We edged away through the crowds streaming up from the village and took the Tube four stops to Fetching Green, home of the Arkadie Repertory Theatre. Fetching was larger than BardClyffe, being one of the “cardinal villages,” the four original settlements ranged crosswise around Founders’ Park. The green spaces between had filled in more rapidly than anyone had dreamed, but BardClyffe was one of the last villages to be incorporated and remained, along with Underhill, the least developed.

The Tube was packed with tourists. Residents no longer used the Tube during Open Hours unless they absolutely could not walk or bike to their destination. But it was a two-mile hike to Fetching, and Micah had never been seen on a bike in his life. Mind you, everyone rode bikes in Harmony. Apprentices passed them down like antique furniture, from generation to generation. But bikes were one Harmonic eccentricity that my boss steadfastly refused to adopt. Probably he wasn’t much good on a bike, and his refusal indicated how highly he valued his personal dignity.

So highly that we stood pressed like sardines in the narrow, bright-lit car, suffering the one-way conversation of a skin-headed young man visiting from BosDome, where he attended a school which from his account was teaching him everything there was to be known in the universe and beyond. He had seen Micah’s design for
Grasses
last season at the New Avon on the other side of Town. He had a great deal to say about how marvelous the production was, but you know, he
could
offer a few ideas for how it could have been done better, no offense of course.

I looked for the chance, during a convenient lurch, to crush his foot as flat as his nasal twang. But Harmony’s Tube is magnetic. It doesn’t lurch like the Chicago monoel, or clatter madly enough to drown out conversation. And Micah, however much he avoided converse with tourists and strangers, once accosted was unfailingly polite. He even contrived to look placidly entertained, which I thought was carrying civilization just a little too far.

“What an asshole,” I breathed, when we had been released from our torment at Fetching Station.

“Just another theatre critic in the making,” replied Micah, stepping heavily onto the escalator.

At street level, we crossed the broad circular plaza ringed with booksellers’ stalls and picture galleries. Only through great exercise of the will did Micah pass the rare-book dealers by. I would have happily lingered in the galleries. Two-dimensional black-and-white photography was undergoing a major renaissance. Reproductions of old work and new originals were both selling well. During one of our weekend wanders, I spotted an ancient picture postcard of the Wrigley Building in one of these shops. Crispin bargained persuasively enough to be able to buy it for my birthday, even promising to remember the dealer after he became famous. He complained about it afterward, but I knew he’d enjoyed the contest and its victory. He hadn’t gone to all that trouble just for me. Anyway, it was good for him. No matter how much his father leaves him or how famous he becomes, there’ll always be this bit of Crispin’s life when he knew what it meant to have no money.

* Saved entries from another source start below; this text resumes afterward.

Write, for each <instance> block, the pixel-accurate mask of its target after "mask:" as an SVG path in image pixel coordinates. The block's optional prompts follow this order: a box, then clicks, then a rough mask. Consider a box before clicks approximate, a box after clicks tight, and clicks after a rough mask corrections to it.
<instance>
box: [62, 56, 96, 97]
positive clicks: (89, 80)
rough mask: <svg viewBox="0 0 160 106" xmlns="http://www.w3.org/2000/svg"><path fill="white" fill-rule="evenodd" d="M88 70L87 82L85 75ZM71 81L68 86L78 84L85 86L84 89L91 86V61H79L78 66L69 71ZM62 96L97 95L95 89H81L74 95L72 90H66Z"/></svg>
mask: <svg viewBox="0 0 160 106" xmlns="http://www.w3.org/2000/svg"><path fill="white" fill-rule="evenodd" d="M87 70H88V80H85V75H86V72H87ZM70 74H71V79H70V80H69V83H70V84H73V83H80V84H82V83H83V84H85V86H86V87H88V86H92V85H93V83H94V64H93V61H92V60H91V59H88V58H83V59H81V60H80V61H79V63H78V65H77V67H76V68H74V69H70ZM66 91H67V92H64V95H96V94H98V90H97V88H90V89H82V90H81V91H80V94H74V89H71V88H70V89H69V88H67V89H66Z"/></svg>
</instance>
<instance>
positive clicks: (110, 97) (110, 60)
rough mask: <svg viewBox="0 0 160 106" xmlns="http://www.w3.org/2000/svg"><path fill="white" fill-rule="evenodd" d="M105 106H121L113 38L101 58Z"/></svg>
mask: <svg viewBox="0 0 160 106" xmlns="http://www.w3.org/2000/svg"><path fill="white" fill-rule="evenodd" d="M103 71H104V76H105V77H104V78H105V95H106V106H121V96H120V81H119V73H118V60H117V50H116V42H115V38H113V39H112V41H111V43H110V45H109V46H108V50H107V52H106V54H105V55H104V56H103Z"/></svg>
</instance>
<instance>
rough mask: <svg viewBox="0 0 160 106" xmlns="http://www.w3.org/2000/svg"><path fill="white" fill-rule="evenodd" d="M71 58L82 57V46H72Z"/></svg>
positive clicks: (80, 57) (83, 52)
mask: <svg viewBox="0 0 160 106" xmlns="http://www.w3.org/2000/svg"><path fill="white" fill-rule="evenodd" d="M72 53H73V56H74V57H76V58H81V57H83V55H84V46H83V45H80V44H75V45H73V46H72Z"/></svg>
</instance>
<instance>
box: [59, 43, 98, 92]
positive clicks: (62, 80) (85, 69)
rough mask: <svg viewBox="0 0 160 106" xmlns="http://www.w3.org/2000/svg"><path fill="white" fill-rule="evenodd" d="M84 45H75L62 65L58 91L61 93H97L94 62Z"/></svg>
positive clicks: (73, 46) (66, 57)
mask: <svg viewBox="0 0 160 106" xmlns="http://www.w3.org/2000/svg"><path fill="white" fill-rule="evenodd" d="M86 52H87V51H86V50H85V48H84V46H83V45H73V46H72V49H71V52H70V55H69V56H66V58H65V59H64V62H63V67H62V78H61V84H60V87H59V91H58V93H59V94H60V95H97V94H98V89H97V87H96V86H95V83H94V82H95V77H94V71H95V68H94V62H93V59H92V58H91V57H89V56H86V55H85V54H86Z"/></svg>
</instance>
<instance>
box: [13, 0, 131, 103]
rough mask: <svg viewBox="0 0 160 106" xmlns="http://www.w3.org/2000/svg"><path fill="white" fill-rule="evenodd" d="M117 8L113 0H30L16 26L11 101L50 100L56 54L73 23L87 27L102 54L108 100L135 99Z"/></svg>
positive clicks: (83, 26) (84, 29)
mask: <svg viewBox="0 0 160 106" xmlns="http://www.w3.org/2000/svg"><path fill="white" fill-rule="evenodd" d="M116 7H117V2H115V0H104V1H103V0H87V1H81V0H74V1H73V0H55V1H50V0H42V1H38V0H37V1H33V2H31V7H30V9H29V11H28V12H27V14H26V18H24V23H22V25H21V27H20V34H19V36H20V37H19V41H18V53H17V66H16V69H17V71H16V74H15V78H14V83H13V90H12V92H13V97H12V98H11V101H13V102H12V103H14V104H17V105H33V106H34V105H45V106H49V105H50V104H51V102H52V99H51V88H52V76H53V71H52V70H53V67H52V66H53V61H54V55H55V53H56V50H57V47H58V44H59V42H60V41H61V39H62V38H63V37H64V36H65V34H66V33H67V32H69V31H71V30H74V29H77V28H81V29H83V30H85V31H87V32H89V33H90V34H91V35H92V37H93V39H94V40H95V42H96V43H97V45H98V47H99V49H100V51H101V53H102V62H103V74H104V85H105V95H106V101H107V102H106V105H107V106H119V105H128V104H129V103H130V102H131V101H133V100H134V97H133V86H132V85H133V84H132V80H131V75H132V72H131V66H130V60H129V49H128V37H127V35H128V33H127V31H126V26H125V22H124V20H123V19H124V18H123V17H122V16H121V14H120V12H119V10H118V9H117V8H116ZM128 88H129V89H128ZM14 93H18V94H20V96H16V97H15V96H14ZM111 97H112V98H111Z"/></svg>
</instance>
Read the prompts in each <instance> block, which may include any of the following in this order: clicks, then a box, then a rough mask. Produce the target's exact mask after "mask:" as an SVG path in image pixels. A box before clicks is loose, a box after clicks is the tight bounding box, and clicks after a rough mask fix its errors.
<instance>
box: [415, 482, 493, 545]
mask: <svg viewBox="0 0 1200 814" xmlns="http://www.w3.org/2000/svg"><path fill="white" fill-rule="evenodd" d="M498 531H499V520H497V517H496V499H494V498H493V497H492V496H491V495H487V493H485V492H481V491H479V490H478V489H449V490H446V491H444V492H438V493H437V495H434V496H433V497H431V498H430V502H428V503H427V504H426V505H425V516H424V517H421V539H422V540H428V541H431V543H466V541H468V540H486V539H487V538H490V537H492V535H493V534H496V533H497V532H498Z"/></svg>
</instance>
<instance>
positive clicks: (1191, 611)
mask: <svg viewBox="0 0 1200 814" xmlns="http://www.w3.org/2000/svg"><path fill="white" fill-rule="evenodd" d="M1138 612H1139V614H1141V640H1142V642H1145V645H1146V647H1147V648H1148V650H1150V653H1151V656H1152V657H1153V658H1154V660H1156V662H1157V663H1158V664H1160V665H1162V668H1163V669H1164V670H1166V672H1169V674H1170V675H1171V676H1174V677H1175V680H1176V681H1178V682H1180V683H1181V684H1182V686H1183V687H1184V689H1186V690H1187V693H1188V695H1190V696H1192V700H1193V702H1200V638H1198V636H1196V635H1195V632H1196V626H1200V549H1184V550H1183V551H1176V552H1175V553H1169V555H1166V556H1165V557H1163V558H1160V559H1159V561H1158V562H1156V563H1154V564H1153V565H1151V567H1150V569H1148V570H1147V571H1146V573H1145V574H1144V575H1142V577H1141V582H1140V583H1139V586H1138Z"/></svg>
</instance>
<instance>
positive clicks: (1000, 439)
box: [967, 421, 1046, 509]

The sun always felt hotter to me in Fetching Green, perhaps having something to do with Fetching not being all that green anymore—another vote for BardClyffe’s runaway plant life. The market plaza was paved in alternating circles of bright red and white marble. I couldn’t look at it without thinking of the expense. Heat shimmered above the polished stone, which never seemed to age or crack. Had we been anywhere but Harmony, I’d have wondered if the stone was genuine.

The august edifice on the far side of this marble ocean was the Arkadie, tall, cylindrical, and white, very much the image of a cultural citadel. The facade was windowless and faced with smooth curved stone. The only detail was in the fluted columns flanking the pedimented entrance, consciously classical in both style and scale, scrupulously weathered as if flown in from the Parthenon itself. The name “Arkadie” was chiseled in block Roman above the door. No gaudy posters, no informational marquee. Nothing. I never could quite decide whether this plainness was the ultimate in taste or presumption.